Der Animationsfilm I’m Here zeigt das Leben einer bettlägerigen alten Frau, die nicht mehr imstande ist, sich zu artikulieren. Selbst kleinste Bewegungen scheinen unmöglich. Auch Kommunikation findet kaum mehr statt. Die einzigen Interaktionen: die Fürsorge des Ehemannes und der Tochter. Die Arztbesuche, der Pfarrer, der für die alte Frau betet. Ihre Persönlichkeit verblasst hinter ihrem faltigen Gesicht. Tage und Nächte verschwimmen ineinander. Schmerzattacken kommen und gehen. Im Zentrum des Films: das Altern und das Sterben. Die Regisseurin Julia Orlik konfrontiert die Zuschauer*innen mit einer einzigen Einstellung, dem radikalen Blick auf die im Sterben liegende Mutter. Im Hintergrund ein Wohnzimmer und immer wieder die gesichtslosen Stimmen und Körper der Angehörigen, des Pfarrers, des Arztes. Wegsehen wird unmöglich. Das macht diesen Film zu einer sehr berührenden Erfahrung.
Laura Wiesinger
80.000 Schnitzel (Deutschland 2020; Regie: Hannah Schweier, 102′)

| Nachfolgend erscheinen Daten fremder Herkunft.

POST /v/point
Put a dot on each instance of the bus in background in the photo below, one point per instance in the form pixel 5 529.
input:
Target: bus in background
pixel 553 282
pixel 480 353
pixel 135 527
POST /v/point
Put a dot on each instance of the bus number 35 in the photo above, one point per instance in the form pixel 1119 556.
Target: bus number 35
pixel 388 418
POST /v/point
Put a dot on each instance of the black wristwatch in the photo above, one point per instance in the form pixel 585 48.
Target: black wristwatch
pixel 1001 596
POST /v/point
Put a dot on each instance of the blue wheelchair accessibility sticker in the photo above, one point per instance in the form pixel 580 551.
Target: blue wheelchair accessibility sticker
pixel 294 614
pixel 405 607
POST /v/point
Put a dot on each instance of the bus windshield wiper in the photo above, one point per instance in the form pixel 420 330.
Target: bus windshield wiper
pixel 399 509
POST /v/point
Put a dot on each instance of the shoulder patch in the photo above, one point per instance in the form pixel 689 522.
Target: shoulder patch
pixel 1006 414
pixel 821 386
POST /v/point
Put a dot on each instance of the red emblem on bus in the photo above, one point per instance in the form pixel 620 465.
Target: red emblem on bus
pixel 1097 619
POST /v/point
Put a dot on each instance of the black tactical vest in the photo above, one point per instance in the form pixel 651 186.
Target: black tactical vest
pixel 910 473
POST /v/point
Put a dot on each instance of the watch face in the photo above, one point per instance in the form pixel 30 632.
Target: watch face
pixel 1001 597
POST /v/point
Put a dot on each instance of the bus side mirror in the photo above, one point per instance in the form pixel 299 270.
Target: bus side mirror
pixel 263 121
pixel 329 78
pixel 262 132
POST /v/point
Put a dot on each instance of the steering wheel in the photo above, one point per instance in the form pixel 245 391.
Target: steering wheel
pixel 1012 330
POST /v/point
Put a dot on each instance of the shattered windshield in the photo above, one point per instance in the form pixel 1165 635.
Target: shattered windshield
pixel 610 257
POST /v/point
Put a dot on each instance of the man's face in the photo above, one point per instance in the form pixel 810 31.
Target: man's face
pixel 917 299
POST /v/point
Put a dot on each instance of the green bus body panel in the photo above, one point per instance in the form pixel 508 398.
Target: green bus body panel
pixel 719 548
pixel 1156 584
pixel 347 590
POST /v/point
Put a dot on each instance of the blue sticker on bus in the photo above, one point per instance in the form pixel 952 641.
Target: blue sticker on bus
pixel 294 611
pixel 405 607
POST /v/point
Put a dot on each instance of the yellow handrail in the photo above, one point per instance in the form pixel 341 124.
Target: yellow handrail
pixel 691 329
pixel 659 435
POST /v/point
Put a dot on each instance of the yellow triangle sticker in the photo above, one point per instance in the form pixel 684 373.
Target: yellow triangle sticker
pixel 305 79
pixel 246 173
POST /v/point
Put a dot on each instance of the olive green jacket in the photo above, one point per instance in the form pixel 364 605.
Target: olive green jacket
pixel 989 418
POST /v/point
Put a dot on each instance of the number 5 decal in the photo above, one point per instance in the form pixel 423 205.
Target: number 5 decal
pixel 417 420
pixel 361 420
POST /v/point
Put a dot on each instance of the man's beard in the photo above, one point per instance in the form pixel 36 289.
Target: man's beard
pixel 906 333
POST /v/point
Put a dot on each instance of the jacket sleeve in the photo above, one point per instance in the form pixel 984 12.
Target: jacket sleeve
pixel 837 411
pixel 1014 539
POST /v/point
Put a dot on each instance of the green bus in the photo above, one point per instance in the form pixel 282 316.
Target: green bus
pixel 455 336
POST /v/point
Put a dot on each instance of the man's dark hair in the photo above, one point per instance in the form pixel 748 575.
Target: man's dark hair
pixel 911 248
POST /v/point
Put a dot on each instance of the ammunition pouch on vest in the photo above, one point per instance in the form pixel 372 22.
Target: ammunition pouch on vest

Ein rhythmischer, dumpfer Ton: Fleischklopfer auf Fleisch. Die Großmutter steht in der Küche des Gasthauses und Hofes „Zum Zollhaus“ und bereitet ihre legendären Schnitzel zu. Manchmal kommen ein paar Stammgäste, sonst bleiben die mit Spitzengardinen verhängten Zimmer leer. Es sind starke, berührende Bilder, die Hannah Schweier in ihrem Film 80.000 Schnitzel auf dem Hof ihrer Großmutter einfängt. Berührend, da man neben den idyllischen auch die anderen Seiten des Landlebens kennenlernt: das Kreisen um die Arbeit und die innere wie die äußere Stille. Auf der einen Seite die Herzlichkeit, die Gastfreundschaft und der Wille zu geben. Auf der anderen Seite das Marode. Und der Tod.
Die Schwester hat den Hof übernommen, sie hilft der Großmutter. Neben Aufnahmen, die an Stillleben erinnern, werden vor allem Handlungen und Arbeitsschritte besonders konzentriert eingefangen. Die Oma erklimmt die Treppe. Die Schwester lenkt den John-Deere-Traktor. Eine schweigsame Autofahrt. Und auch, wenn sich nach fünfzig Minuten das Konzept und die Bilder des Films etwas erschöpfen, nimmt das Geschehen doch immer wieder an Fahrt auf, sodass man diese Familienchronik mit ihren Figuren bis zum Schluss mitverfolgen will.
Charlotte Schönnagel
Diese Texte entstanden im Rahmen des Seminars „Fragen an den aktuellen Dokumentarfilm“ der Stiftung Universität Hildesheim.
Kommentare zu „As if your head were about to explode – Kurzkritiken vom DOK Leipzig 2020“
Felice Vallotton
Das Sternchen bei Filmemacher*in im Singular wird eigentlich nur genutzt, wenn die bezeichnete Person nicht eindeutig maskulin oder feminin zuzuordnen ist oder sich selbst diesen beiden, dichotomischen Kategorien entziehen möchte. Bei der 1957 geborenen Künstlerin Shelly Silver ist allerdings beides nicht gegeben; daher ist die Entscheidung der Autor*in, hier die Sternchenschreibweise zu nutzen, fehl am Platz – übereifriger journalistischer Aktionismus, wenn nicht gar übergriffig.